Multinomial belief networks for healthcare data
H. C. Donker, D. Neijzen, J. de Jong, G. A. Lunter
TL;DR
This work introduces a multinomial belief network (MBN), a deep Bayesian model for healthcare data that handles sparse, high-mimension, and incomplete count data while providing uncertainty quantification. Building on the Poisson gamma belief network (PGBN), the MBN uses multinomial observables and Dirichlet activations, enabling a deep, interpretable representation with layer-wise augmentation via Dirichlet–multinomial–CRT factorization. The authors develop a collapsed Gibbs sampler that propagates information up and down the network, achieving posterior updates for latent weights, activations, and dispersion via conjugate relationships and augmentation identities. Demonstrations on handwritten digits and a large cancer mutational dataset show that the MBN discovers coherent hierarchical structures and biologically meaningful mutational signatures, with superior held-out perplexity compared to nonnegative matrix factorization baselines and robust, data-driven interpretation.
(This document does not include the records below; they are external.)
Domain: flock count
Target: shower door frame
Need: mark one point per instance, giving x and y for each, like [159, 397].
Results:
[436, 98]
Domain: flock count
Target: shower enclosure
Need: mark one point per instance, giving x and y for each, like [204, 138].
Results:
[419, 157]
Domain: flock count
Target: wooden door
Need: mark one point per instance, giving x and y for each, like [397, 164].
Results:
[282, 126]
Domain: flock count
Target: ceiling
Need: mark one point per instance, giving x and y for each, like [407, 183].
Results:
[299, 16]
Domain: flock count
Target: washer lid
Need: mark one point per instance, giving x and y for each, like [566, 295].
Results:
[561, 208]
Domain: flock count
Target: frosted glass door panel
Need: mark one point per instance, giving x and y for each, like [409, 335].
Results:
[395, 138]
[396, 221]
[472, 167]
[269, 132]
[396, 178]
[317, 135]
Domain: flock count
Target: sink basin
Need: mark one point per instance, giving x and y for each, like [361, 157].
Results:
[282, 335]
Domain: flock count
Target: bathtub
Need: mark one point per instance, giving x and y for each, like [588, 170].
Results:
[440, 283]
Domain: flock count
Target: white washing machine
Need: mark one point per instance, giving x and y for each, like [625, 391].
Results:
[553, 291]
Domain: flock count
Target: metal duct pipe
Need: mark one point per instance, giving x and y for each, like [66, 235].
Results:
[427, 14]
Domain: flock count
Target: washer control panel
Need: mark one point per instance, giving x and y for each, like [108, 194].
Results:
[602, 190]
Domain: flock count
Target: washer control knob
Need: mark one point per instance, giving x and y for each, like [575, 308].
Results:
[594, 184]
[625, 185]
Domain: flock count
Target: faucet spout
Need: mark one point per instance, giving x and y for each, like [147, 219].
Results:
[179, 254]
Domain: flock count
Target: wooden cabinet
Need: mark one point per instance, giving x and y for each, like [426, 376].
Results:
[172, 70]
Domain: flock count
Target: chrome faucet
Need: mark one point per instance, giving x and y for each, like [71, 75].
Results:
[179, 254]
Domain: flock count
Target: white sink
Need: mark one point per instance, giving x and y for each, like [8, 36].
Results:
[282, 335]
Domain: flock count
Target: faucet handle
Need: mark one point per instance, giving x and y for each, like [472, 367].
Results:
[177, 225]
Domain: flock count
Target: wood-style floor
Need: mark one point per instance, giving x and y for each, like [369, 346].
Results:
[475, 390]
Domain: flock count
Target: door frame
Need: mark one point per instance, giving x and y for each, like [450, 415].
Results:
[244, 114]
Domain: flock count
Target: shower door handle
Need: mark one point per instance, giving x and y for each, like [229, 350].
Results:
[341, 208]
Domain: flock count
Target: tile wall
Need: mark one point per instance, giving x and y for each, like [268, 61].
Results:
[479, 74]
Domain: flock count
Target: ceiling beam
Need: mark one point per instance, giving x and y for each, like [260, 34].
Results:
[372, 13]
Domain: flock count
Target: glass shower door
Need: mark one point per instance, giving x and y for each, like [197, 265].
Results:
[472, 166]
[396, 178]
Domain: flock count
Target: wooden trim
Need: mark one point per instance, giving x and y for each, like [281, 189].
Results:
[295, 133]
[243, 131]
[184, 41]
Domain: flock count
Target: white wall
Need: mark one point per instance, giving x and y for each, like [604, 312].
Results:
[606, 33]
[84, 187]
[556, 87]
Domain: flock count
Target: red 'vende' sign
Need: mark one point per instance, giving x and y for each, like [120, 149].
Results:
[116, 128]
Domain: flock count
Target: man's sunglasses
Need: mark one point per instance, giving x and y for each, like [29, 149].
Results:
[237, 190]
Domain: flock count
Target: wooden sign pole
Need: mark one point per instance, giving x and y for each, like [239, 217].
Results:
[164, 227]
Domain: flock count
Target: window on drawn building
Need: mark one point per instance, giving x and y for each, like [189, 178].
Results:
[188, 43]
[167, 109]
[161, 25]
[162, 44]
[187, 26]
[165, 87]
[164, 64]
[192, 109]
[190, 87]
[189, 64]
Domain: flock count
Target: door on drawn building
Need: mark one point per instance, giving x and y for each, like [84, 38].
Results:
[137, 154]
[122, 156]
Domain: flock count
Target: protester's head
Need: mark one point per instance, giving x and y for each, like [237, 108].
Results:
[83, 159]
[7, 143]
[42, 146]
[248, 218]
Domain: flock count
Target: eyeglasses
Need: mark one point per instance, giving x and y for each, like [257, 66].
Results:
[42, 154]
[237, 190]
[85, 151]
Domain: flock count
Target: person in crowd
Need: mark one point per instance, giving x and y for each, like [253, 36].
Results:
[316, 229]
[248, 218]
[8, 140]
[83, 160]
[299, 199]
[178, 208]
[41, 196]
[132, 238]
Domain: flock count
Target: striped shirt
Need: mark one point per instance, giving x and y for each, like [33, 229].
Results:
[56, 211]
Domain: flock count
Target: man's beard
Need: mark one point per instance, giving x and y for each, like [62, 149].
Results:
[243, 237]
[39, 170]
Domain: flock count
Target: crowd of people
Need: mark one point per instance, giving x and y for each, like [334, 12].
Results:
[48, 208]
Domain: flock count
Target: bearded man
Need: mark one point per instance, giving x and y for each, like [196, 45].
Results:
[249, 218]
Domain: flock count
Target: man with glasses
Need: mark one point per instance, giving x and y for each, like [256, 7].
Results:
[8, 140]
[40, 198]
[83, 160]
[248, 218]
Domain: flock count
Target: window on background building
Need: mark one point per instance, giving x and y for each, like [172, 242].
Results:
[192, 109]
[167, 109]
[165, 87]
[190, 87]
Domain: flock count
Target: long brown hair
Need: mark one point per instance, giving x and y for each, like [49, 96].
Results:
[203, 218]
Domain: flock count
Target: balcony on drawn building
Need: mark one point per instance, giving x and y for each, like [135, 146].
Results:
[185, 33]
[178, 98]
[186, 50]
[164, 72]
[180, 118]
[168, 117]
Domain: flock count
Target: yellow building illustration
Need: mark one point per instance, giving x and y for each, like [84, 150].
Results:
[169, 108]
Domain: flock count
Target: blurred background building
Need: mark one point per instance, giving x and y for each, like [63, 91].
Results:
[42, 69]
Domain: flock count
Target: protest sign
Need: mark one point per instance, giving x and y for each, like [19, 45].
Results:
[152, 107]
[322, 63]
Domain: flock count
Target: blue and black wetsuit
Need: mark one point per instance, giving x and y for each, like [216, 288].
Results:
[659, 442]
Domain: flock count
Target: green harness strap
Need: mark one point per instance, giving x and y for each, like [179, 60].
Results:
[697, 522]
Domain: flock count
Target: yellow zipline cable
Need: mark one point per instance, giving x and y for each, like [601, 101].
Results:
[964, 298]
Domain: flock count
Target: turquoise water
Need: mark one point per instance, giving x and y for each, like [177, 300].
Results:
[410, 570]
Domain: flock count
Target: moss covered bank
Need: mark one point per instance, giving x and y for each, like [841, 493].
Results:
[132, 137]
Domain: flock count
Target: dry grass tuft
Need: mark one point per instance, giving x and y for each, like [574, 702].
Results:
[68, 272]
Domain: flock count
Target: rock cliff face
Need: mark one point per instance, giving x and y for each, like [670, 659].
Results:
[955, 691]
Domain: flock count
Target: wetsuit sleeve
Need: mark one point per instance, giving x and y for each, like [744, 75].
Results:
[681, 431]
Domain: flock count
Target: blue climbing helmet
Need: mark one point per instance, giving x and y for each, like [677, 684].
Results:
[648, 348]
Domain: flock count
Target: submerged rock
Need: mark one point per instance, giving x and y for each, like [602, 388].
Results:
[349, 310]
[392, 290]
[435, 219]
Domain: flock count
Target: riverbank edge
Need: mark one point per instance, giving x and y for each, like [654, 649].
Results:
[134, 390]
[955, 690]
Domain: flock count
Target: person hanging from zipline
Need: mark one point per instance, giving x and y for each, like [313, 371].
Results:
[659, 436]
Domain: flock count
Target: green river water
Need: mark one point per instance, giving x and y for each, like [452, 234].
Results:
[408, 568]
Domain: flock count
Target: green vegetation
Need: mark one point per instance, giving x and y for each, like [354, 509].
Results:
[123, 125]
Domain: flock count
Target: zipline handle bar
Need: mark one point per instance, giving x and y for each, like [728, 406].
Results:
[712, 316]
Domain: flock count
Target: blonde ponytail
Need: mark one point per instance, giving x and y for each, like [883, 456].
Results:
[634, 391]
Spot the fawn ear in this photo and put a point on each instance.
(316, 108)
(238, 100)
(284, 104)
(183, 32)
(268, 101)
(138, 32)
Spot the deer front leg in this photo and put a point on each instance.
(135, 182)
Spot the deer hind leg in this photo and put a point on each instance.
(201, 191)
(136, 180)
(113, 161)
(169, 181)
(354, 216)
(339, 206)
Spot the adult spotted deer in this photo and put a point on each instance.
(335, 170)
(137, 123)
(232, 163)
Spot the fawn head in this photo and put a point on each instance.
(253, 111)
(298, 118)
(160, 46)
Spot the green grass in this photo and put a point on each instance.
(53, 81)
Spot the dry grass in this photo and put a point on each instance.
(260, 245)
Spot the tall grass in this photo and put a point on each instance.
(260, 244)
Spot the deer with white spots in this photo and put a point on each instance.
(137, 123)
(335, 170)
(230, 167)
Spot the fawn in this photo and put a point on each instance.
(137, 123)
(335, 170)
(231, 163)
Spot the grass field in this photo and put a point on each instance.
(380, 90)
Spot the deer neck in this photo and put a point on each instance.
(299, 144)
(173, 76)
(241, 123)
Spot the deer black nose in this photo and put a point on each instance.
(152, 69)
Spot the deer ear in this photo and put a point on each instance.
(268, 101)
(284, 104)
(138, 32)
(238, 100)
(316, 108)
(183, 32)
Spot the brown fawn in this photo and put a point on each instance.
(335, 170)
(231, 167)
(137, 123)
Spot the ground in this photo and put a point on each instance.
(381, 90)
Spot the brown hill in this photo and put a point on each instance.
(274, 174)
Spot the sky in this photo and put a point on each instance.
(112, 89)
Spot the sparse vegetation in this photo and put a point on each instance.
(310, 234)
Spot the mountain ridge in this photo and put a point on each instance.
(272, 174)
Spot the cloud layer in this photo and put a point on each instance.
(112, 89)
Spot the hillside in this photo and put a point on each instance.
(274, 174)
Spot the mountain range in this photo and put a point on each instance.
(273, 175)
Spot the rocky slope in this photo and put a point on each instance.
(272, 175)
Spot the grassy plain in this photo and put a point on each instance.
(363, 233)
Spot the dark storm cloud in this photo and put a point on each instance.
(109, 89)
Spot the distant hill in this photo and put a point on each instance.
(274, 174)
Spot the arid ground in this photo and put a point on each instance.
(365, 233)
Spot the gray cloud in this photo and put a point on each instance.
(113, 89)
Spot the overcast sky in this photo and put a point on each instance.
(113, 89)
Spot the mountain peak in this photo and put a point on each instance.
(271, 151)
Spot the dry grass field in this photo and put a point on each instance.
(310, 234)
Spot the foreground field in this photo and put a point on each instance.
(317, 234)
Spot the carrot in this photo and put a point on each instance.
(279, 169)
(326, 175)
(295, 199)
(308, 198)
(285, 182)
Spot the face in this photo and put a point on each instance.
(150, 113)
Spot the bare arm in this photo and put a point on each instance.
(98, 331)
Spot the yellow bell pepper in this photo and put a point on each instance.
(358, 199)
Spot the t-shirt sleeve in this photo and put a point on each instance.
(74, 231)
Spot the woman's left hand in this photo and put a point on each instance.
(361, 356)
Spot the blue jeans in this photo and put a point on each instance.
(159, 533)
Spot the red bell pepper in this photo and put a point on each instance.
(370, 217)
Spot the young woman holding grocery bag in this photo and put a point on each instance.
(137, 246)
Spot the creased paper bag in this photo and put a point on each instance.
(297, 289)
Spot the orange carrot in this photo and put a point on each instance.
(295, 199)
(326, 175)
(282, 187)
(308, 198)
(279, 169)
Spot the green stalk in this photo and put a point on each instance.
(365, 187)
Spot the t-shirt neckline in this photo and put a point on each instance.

The approach enables principled deconvolution of heterogeneous healthcare data and provides uncertainty estimates essential for clinical decision-making, though scaling to very large datasets remains a challenge to be addressed with future approximate or hybrid inference methods.
Abstract
Healthcare data from patient or population cohorts are often characterized by sparsity, high missingness and relatively small sample sizes. In addition, being able to quantify uncertainty is often important in a medical context. To address these analytical requirements we propose a deep generative Bayesian model for multinomial count data. We develop a collapsed Gibbs sampling procedure that takes advantage of a series of augmentation relations, inspired by the Zhou$\unicode{x2013}$Cong$\unicode{x2013}$Chen model. We visualise the model's ability to identify coherent substructures in the data using a dataset of handwritten digits. We then apply it to a large experimental dataset of DNA mutations in cancer and show that we can identify biologically meaningful clusters of mutational signatures in a fully data-driven way.